Firenze – Il centro storico di Firenze sta subendo una mutazione commerciale profonda in conseguenza del passaggio di proprietà da italiani a cinesi che negli ultimi tempi ha riguardato molti negozi della città. A denunciarlo sono gli stessi commercianti dell’area che testimoniano sconfortati come il cuore del capoluogo toscano stia lentamente passando di mano da una comunità ad un'altra. “Sono circa 8.600 le aziende cinesi presenti in Toscana – ha detto Emanuela Ferrari, responsabile regionale dell’Italia dei Diritti – di cui il 90% dislocato nell’area tra Prato e Firenze, due province che insieme con circa 6.800 imprenditori censiscono una presenza addirittura superiore alle province di Milano (4950 imprenditori cinesi) e Roma (3.458 cinesi). Registro che intorno alla comunità cinese cresce sempre più un atteggiamento di diffidenza e di pregiudizio, si pensa che vengano in Italia per rubarci il business, ma credo che questo modo di ragionare sia sbagliato. C’è da dire che le iniziative cinesi in Toscana sono caratterizzate da un forte dinamismo economico in particolare nei settori del tessile e dell’abbigliamento, della pelletteria, della ristorazione e del commercio al dettaglio, tuttavia, non si può sottacere, per completezza di ragionamento, che gli uffici competenti dovrebbero intensificare i controlli al fine di verificare l’ottemperanza alle normative vigenti e tutelare i consumatori e la libera concorrenza”.

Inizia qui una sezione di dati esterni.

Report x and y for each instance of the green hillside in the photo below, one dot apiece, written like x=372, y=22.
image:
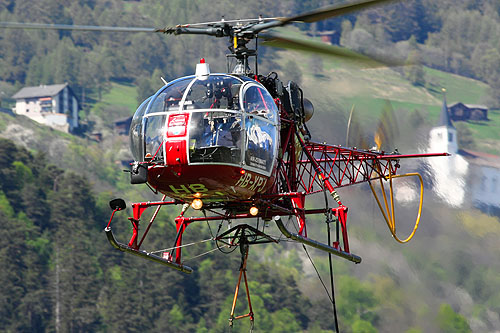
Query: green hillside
x=59, y=272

Il grido d’allarme dei commercianti fiorentini è unanime. I titolari delle botteghe storiche sono preoccupati perché temono che la città possa perdere la sua identità fatta di piccoli artigiani e di negozi a conduzione familiare, fornai, pellicciai, alimentari, perfino i banchi del mercato: tutti sono a rischio di essere fagocitati e di passare in mano ai cinesi. “Credo – ha proseguito la responsabile del movimento guidato da Antonello De Pierro – che sia stata la globalizzazione la principale responsabile dell’omologazione dei gusti e delle tendenze, e che i primi esercizi a soppiantare le botteghe storiche del centro, per la gioia e il tripudio delle fashion victims, siano stati i franchising delle grandi firme. I cinesi, invece, si inseriscono nelle aree frequentate da un altro target di clientela: una interna alla comunità e una esterna, che basa esclusivamente i suoi acquisti sul costo. Io penso che il cittadino-consumatore anche in questo momento di grande difficoltà economica si dovrebbe riappropriare del proprio potere di mercato. Dovrebbe chiedere a gran voce trasparenza e informazione sulle etichette dei prodotti che acquista. Dovrebbe, poi, diventare consumatore critico e consapevole, riconoscendo come componenti essenziali della qualità di un prodotto alcune caratteristiche delle sue modalità di produzione come la tipicità, la tradizione, la sostenibilità ambientale della filiera del processo produttivo, l'eticità del trattamento accordato ai lavoratori ecc. ecc. Le persone che consumano sono le sole che possono invertire questo processo involutivo e per farlo dovranno mettere al centro delle loro scelte d’acquisto il rapporto qualità-prezzo, e non più soltanto il costo dei prodotti”.